Se observarmos a realidade atual, onde o sistema capitalismo enfrenta sua maior
crise desde a Grande Depressão, poderemos facilmente constatar e
emergência da luta de classes em praticamente todas as partes do mundo.
É só observar as insurreições no Oriente
Médio, na África, as lutas na América Latina, as greves e
mobilizações na Europa. Além disso, a crise também
tornou o marxismo mais atual do que nunca. Mesmo os capitalistas estão
lendo
O Capital
para tentar entender o que está ocorrendo no mundo.
3)
As vanguardas políticas não têm mais nenhum papel a
desempenhar no mundo globalizado. O terceiro dos argumentos-chave dos
teóricos pós-modernistas é o fato de os partidos
revolucionários, especialmente os comunistas, não terem mais
nenhum papel a desempenhar no mundo atual. A ação política
agora deve ser comandada pelos movimentos sociais, pelos movimentos de
gênero, minorias étnicas, de raças, sexuais, etc, que
são vítimas de opressões específicas.
Isso porque os partidos seriam organizações
autoproclamatórias, autoritárias, portadoras de um fetiche
autorealizável, que é a revolução socialista.Essas
instituições, portadoras de um discurso utópico de
emancipação humana, estão também definhando em todo
o mundo porque não estariam entendendo a realidade do mundo globalizado.
Mais uma vez os teóricos pós-modernistas não conseguem
compreender a totalidade da vida social. Por isso, vêem o mundo sem
unidade, fragmentado e disperso. Não entendem que, por trás da
opressãoespecífica que atinge os movimentos sociais e
de gênero, etnia, raça, sexual, está o grande capital
apropriando a mais-valia de todos, independentemente de raça, sexo ou
orientação religiosa . Não compreendem que os movimentos,
por sua própria natureza, têm limites institucionais e de
representatividade.
Um sindicato, por mais combativo que seja, deve representar os interesses dos
trabalhadores que representa. Da mesma forma que uma entidade estudantil, uma
organização de moradores, de mulheres ou de homosexuais tem como
objetivo defender os interesses específicos de seus representados, atuam
nos limites institucionais da ordem burguesa. Somente o partido político
revolucionário, que se propõe a derrotar a ordem capitalista e
que junta em suas fileiras todos esses segmentos sociais, possui
condições para entender a totalidade da luta política e
lançar propostas globais para a transformação da sociedade.

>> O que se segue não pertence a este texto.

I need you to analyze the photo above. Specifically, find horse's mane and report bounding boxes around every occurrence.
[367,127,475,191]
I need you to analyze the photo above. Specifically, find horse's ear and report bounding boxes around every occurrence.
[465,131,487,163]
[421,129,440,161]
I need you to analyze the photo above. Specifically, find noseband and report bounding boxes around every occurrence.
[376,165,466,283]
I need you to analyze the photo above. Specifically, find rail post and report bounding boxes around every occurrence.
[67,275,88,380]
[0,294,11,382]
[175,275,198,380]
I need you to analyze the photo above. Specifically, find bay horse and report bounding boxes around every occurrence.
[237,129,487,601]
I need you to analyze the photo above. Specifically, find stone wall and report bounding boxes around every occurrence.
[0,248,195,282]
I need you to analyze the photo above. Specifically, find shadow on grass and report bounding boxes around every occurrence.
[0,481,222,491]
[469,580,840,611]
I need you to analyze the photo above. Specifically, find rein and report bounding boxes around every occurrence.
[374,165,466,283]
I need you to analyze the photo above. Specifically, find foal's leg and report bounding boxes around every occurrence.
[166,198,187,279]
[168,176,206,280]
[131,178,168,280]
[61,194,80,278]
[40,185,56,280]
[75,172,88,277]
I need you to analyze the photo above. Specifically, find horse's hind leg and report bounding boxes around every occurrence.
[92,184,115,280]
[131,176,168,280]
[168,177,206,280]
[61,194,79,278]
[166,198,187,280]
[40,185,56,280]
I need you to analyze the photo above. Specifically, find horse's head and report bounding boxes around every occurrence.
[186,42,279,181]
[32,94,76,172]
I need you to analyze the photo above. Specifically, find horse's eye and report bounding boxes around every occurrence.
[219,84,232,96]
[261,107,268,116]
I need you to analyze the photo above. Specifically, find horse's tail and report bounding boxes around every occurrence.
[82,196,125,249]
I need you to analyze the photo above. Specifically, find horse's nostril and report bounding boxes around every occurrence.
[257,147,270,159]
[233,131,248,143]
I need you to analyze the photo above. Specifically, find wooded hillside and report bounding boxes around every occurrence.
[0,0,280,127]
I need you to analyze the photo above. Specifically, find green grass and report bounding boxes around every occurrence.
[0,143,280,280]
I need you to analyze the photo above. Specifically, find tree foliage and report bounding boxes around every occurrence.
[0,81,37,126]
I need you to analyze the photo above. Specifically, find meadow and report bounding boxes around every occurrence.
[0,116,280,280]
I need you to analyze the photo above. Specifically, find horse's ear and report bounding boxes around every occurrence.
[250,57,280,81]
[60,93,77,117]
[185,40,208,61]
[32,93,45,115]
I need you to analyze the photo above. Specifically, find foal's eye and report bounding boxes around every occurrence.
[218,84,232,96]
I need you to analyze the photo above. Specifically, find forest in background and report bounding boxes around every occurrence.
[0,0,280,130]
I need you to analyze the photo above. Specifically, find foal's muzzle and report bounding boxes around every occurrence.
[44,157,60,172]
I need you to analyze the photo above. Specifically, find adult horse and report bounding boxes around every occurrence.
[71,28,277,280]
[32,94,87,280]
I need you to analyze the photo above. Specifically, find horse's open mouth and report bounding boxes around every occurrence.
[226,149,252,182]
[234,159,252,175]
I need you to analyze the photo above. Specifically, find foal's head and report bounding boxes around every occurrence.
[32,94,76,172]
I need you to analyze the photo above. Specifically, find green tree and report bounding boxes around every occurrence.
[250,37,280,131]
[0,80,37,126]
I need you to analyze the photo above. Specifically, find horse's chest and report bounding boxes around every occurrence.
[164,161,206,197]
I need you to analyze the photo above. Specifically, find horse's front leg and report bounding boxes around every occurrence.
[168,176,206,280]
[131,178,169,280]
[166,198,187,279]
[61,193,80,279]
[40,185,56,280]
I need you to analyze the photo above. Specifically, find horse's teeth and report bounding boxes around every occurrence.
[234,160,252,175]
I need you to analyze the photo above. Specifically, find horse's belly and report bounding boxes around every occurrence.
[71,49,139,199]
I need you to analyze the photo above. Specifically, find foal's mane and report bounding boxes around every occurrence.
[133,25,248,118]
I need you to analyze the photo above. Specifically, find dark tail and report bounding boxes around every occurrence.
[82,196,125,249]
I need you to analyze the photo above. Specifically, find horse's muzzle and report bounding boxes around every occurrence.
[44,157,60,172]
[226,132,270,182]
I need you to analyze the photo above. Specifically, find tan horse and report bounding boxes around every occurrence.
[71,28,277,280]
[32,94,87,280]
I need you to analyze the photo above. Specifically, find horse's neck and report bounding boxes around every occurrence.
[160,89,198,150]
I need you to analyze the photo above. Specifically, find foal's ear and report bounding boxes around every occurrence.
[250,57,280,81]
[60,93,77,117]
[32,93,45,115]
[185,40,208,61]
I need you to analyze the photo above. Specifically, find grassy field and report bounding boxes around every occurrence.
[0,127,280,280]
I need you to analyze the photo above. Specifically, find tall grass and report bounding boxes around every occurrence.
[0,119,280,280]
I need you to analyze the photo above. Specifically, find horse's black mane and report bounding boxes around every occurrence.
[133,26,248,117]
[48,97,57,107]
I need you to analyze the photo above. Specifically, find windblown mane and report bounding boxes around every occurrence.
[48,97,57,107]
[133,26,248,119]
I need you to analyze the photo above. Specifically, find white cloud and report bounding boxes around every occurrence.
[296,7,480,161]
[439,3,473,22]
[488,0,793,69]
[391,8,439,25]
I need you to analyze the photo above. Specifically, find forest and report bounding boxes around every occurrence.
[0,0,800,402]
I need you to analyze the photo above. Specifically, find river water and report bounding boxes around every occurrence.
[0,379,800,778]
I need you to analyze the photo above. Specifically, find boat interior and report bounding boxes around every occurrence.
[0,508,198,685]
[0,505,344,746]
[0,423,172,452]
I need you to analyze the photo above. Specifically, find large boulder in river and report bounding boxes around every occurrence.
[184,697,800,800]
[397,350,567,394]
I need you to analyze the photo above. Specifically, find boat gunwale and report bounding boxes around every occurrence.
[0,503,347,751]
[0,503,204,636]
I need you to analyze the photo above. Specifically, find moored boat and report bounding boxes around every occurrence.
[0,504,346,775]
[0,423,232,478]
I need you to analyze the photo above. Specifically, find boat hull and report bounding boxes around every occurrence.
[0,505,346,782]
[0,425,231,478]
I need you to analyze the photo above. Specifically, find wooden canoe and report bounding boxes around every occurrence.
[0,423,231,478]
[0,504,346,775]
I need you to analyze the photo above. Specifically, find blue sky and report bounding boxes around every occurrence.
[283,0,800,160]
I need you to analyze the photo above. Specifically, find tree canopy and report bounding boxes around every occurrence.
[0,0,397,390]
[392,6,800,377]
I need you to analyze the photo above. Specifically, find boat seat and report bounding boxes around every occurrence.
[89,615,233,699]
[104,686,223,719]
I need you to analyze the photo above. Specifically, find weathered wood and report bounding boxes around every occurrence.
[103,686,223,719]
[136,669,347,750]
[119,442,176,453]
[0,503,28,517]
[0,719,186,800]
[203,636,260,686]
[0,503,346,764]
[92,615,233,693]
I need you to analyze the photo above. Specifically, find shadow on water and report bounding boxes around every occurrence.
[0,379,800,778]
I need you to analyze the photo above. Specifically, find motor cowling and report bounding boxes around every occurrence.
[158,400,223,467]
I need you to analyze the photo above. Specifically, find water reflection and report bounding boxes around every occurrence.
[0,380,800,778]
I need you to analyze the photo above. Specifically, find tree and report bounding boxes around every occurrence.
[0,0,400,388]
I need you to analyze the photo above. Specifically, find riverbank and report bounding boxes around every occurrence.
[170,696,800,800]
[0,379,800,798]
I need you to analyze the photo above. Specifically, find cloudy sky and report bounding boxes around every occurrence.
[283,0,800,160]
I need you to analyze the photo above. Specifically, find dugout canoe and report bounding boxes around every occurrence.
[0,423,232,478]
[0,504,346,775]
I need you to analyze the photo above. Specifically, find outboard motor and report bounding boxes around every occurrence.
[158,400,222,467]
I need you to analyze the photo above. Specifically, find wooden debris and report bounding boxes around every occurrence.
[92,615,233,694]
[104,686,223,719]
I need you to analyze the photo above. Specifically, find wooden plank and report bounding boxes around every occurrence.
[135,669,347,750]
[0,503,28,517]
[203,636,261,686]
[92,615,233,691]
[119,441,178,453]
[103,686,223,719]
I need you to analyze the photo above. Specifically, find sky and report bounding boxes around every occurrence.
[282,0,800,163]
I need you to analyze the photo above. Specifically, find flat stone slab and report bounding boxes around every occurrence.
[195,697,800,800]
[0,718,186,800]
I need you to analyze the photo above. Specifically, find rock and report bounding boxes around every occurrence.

A prática das lutas sociais
Se observarmos as lutas sociais que foram realizadas nos últimos anos,
poderemos constatar facilmente que grande parte delas foram derrotadas
exatamente porque não existiam vanguardas com capacidade de conduzir e
orientar essas lutas para a radicalidade da luta de classes e a
emancipação do proletariado. Não se trata aqui de negar a
importância das lutas específicas ou dos movimentos sociais. Pelo
contrário, são fundamentais para qualquer processo de
mudança, servem também como aprendizado da luta dos
trabalhadores, mas deixadas por si mesmas, apenas com seu conteúdo
espontaneísta, não tem condições de realizaras
transformações da sociedade e terminam se esvaziando e sendo
derrotadas pelo capital.
O teatro de operações é mais ou menos o seguinte:
após um momento de euforia e mobilização os movimentos
sociais são capazes de realizar proezas impressionantes, como
desacreditar a velha ordem, desafiar as classes dominantes, mas num segundo
momento a euforia se esgota em si mesma sem atingir os objetivos por falta de
perspectivas. A América Latina é um importante posto de
observação para constatarmos essa hipótese, mas
também em várias partes do mundo os exemplos são
férteis para verificarmos a necessidades de vanguardas políticas.
A Bolívia, por exemplo, foi palco de várias
insurreições populares contra governos neoliberais. As massas se
sublevaram, foram às ruas aos milhões, derrubaram os governos
conservadores, mas o máximo que conseguiram foi eleger um presidente
progressista que é fustigado a todo momento pelo capital e não
consegue realizar plenamente nem o próprio programa a que se
propôs no período das eleições.
No Equador, ocorreram também várias insurreições
populares. Em uma delas, os movimentos conquistaram o poder e o entregaram a um
militar que depois os traiu e agora é um personagem conservador na
política do País. Posteriormente, no bojo de outra
insurreição, conseguiram eleger um presidente progressista, mas
este não consegue implementar um programa transformador porque o capital
não lhe dá trégua. Recentemente quase foi deposto por um
setor militar sublevado.
Na Argentina, em função da crise econômica herdada do
governo neoliberal de Menem, as massas também se sublevaram aos
milhões em várias regiões do País. Em um
período curto o País mudou três vezes de presidente. O
resultado da sublevação popular foi a eleição de
Nestor Kirchner e, posteriormente, de sua companheira, Cristina Kirchner.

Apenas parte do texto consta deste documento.